The Short Stories of Captain S.P. Meek - Captain S. P. Meek

The Short Stories of Captain S.P. Meek

Par Captain S. P. Meek

  • Date de sortie: 2018-02-08
  • Genre: Short Stories

Description

Sterner St. Paul Meek was born on April 8th, 1894 in Chicago, Illinois.

He wrote under a variety of pseudonyms including Captain S.P. Meek, then, briefly, as Major S.P. Meek and, after 1933, as Colonel. S. P. Meek and as Sterner St. Paul.

Meek received his Associate degree from University of Chicago in 1914 and his Bachelor's in Metallurgical Engineering from University of Alabama in 1915. His Education continued at University of Wisconsin–Madison in 1916. He joined the United States army in 1917 as a chemist and ordnance expert. He continued his Army career except for a spell at MIT from 1921–1923. He served as Chief, Small Arms Ammunition Research, in 1923-1926, and Chief Publications Officer, Ordnance Dept., in 1941-1945. He retired a colonel in 1947, at which point he became a full-time writer.

He married in 1927 and had one son.

In 1928 he sold his first story “Taming Poachers", to Field and Stream, where it appeared in September 1928. Between early 1929 and January 1933, he published over 20 science fiction stories and short novels in pulp science fiction magazines like Astounding Science Fiction and Amazing Stories, most of them in his popular Dr.

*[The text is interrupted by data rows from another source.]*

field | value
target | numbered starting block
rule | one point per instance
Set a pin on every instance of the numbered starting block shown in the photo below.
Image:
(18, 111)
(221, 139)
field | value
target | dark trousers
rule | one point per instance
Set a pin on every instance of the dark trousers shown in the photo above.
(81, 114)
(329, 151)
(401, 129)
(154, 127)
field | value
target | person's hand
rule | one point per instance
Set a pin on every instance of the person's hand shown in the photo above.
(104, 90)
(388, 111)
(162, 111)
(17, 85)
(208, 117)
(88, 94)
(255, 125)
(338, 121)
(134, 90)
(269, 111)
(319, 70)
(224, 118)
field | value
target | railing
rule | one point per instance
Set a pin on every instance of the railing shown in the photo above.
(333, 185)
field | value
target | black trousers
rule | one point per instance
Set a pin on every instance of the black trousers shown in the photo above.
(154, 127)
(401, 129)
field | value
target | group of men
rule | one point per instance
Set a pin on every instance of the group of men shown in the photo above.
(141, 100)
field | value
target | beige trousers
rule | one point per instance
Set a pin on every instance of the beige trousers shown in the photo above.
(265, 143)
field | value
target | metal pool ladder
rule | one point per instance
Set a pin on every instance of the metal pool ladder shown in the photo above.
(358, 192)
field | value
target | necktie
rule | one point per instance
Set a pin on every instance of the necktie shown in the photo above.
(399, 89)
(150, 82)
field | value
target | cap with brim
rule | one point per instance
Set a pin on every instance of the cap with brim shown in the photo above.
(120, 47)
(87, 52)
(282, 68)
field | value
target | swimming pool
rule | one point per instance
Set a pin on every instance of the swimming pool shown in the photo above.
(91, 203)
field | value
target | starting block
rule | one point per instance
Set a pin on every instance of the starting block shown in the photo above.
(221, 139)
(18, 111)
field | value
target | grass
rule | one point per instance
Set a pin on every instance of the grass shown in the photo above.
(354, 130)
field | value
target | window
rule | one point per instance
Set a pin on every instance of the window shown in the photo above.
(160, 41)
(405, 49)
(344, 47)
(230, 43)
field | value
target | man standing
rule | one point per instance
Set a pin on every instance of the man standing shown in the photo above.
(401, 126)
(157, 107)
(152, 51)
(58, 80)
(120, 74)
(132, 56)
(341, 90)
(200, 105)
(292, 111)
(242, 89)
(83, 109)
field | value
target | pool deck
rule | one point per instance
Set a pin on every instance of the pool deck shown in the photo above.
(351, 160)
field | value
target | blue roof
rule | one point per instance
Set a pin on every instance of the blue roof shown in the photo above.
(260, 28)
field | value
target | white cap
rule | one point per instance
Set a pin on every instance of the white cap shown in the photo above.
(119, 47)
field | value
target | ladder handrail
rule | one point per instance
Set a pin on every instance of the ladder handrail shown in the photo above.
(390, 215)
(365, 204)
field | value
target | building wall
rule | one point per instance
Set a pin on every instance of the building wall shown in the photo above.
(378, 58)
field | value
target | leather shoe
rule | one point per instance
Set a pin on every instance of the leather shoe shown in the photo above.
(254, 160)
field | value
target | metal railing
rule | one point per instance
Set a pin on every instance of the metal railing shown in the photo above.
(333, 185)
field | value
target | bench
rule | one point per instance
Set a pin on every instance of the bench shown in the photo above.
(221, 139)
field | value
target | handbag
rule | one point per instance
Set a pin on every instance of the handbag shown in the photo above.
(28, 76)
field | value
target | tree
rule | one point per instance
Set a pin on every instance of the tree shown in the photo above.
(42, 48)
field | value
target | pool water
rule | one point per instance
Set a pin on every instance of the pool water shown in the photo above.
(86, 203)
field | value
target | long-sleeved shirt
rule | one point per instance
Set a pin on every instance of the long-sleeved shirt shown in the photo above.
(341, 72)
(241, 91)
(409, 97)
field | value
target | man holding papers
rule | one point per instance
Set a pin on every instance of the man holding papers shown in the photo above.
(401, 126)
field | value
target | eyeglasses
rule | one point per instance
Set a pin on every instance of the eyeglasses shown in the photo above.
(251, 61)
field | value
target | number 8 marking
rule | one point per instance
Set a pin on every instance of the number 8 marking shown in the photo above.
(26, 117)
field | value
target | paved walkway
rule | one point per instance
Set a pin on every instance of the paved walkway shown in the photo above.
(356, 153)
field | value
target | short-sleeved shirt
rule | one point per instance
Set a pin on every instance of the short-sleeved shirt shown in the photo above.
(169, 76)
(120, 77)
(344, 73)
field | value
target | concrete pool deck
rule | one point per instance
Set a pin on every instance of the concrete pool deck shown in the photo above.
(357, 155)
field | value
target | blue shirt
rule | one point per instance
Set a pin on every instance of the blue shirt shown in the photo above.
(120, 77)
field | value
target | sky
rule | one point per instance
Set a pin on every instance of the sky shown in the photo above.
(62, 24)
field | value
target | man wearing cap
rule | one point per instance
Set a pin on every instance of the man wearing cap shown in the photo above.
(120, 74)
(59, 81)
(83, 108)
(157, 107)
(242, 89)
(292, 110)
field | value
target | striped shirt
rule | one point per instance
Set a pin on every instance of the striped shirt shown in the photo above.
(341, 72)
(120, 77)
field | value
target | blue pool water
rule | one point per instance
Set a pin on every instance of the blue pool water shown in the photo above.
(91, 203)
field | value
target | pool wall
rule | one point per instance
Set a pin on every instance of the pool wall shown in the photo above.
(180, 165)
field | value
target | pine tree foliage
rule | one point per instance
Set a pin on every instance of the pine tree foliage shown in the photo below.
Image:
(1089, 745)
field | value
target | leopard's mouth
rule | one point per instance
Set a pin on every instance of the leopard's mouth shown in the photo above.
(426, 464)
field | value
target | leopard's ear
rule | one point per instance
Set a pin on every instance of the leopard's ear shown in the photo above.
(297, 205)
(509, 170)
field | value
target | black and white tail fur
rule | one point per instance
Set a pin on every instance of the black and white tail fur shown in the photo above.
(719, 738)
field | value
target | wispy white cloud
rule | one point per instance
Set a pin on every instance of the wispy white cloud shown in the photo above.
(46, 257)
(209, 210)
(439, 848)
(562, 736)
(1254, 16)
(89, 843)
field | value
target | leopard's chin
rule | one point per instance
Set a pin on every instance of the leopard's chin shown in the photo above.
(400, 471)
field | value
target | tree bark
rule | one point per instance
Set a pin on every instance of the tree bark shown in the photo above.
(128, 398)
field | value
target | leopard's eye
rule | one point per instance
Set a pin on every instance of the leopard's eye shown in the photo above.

Bird and Operative Carnes series. Meek left the field in early 1933, with only one further science fiction story published in 1939.

Like many early pulp science fiction writers, Meek used fiction to give detailed descriptions of current and projected scientific advances. He utilized many contemporary science fiction tropes, e.g. the notion that atoms were miniaturized solar systems in his stories "Submicroscopic" and "Awlo of Ulm".

Meek quickly became popular with pulp magazine readers and was eagerly sought out by editors. In the first issue of Astounding Science Fiction in 1930, its editor Harry Bates listed Meek among "some of the finest writers of fantasy in the world", alongside Murray Leinster, Ray Cummings and others. However, Meek's stories were crudely executed and the higher standards introduced with the Golden Age of Science Fiction soon made them of strictly historical interest.

After leaving science fiction, Meek published over twenty children's books between 1932 and 1956, starting with Jerry, the Adventures of an Army Dog, usually about dogs or horses. Many of these books drew on Meek's experiences in the military.

Sterner St. Paul Meek died on June 10, 1972.